Pd, è stallo su segreteria. Orlando avverte: “Entriamo se non c’è accerchiamento”

L'incertezza del Partito democratico sui ruoli da ricoprire dopo il post-Renzi

Foto Piero Cruciatti / LaPresse in foto Andrea Orlando

ROMA (LaPresse) – E’ giallo sulla segreteria Pd. Il giorno fatidico per l’inizio delle danze doveva essere martedì, poi mercoledì e si è arrivati a giovedì. Ora la linea di confine si è spostata a sabato. Il momento clou slitta. Il segretario, intercettato alla Camera, assicura di essere a buon punto, ma a gelare le buone intenzioni di Maurizio Martina ci pensa l’area dell’ex Guardasigilli Andrea Orlando: “Valutiamo l’ingresso in segreteria se non c’è un accerchiamento”.

L’incertezza del Pd

E’ questa, a quanto si apprende, la posizione dell’area Pd vicina all’ex ministro della Giustizia in merito alla formazione della nuova segreteria perfezionata in queste ore. Gli orlandiani si aspettano dal segretario un segnale di discontinuità rispetto alla gestione Renzi. In particolare l’attenzione è puntata su chi entrerà in segreteria e con quali ruoli. Per esempio Teresa Bellanova nel ruolo di vice segretario, su cui sembrava esserci l’intesa, non è detto piaccia a tutti.

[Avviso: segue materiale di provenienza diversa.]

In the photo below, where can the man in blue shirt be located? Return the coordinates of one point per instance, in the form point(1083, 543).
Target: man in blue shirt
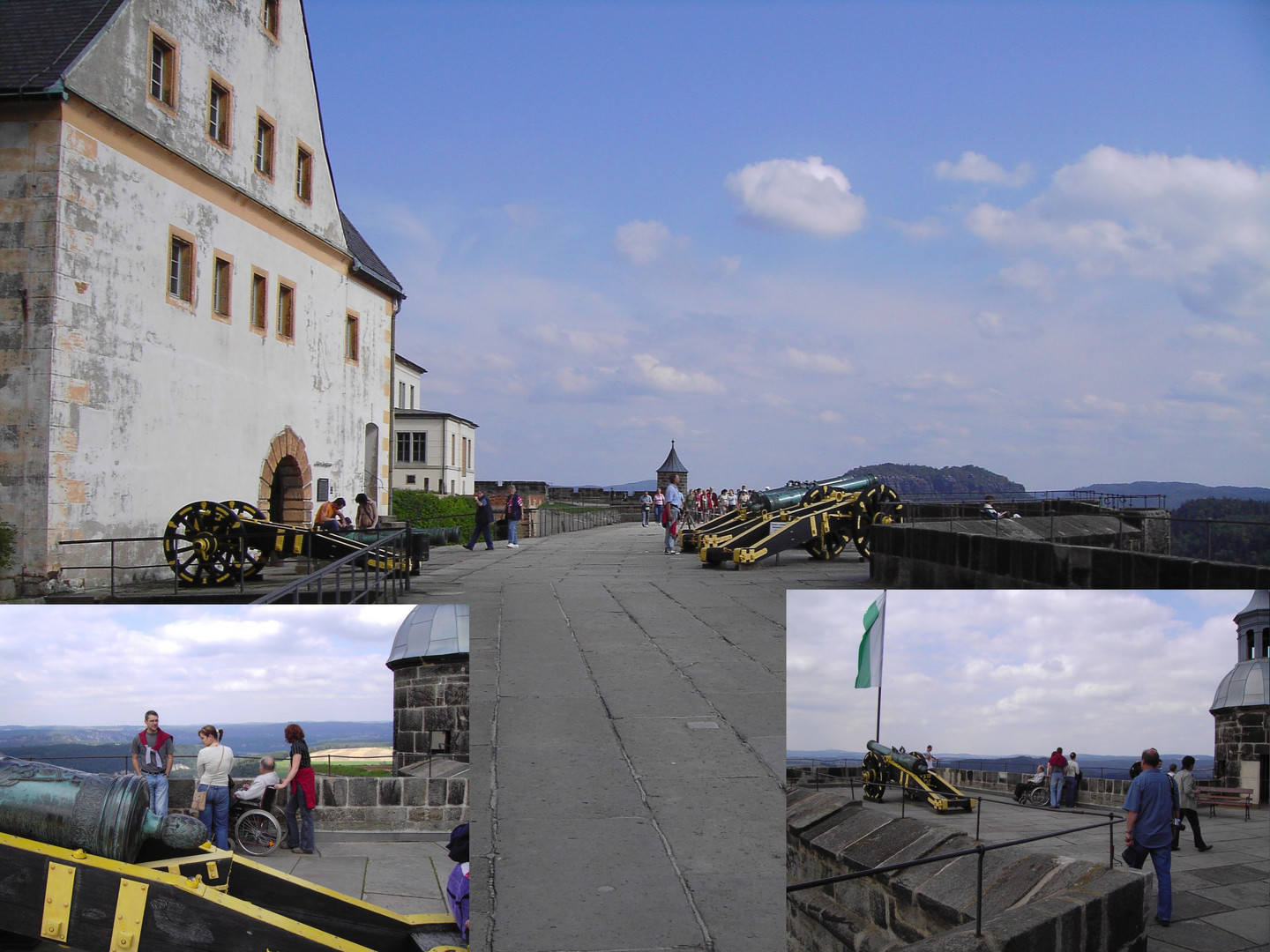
point(1151, 809)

Per ora si sa che l’intenzione è quella di rappresentare tutte le aree del Pd. E’ probabile però, come spiega un esponente di rilievo dei Dem, che i big delle diverse correnti non vogliano impegnarsi in prima persona per tenersi più liberi. Finora nella girandola dei totonomi sono finiti Marina Sereni per l’area di Dario Franceschini e Gianni Cuperlo i cui contatti con Orlando sono stati fitti anche nella giornata appena trascorsa fra Montecitorio e la sede del Nazareno.

Possibile apertura con il M5S?

Mentre Martina è impegnato ad Ancona dove, a domanda specifica sulla possibile apertura al M5S, replica così: “Noi lavoriamo per passare dall’opposizione all’alternativa sempre in modo costruttivo e aperto”. Ed è sul rapporto con i Cinquestelle che Matteo Renzi scommette si giocherà il prossimo congresso. Intanto, a scanso di equivoci, Orlando chiarisce di non aver mai detto di votare il decreto Dignità a firma Luigi Di Maio.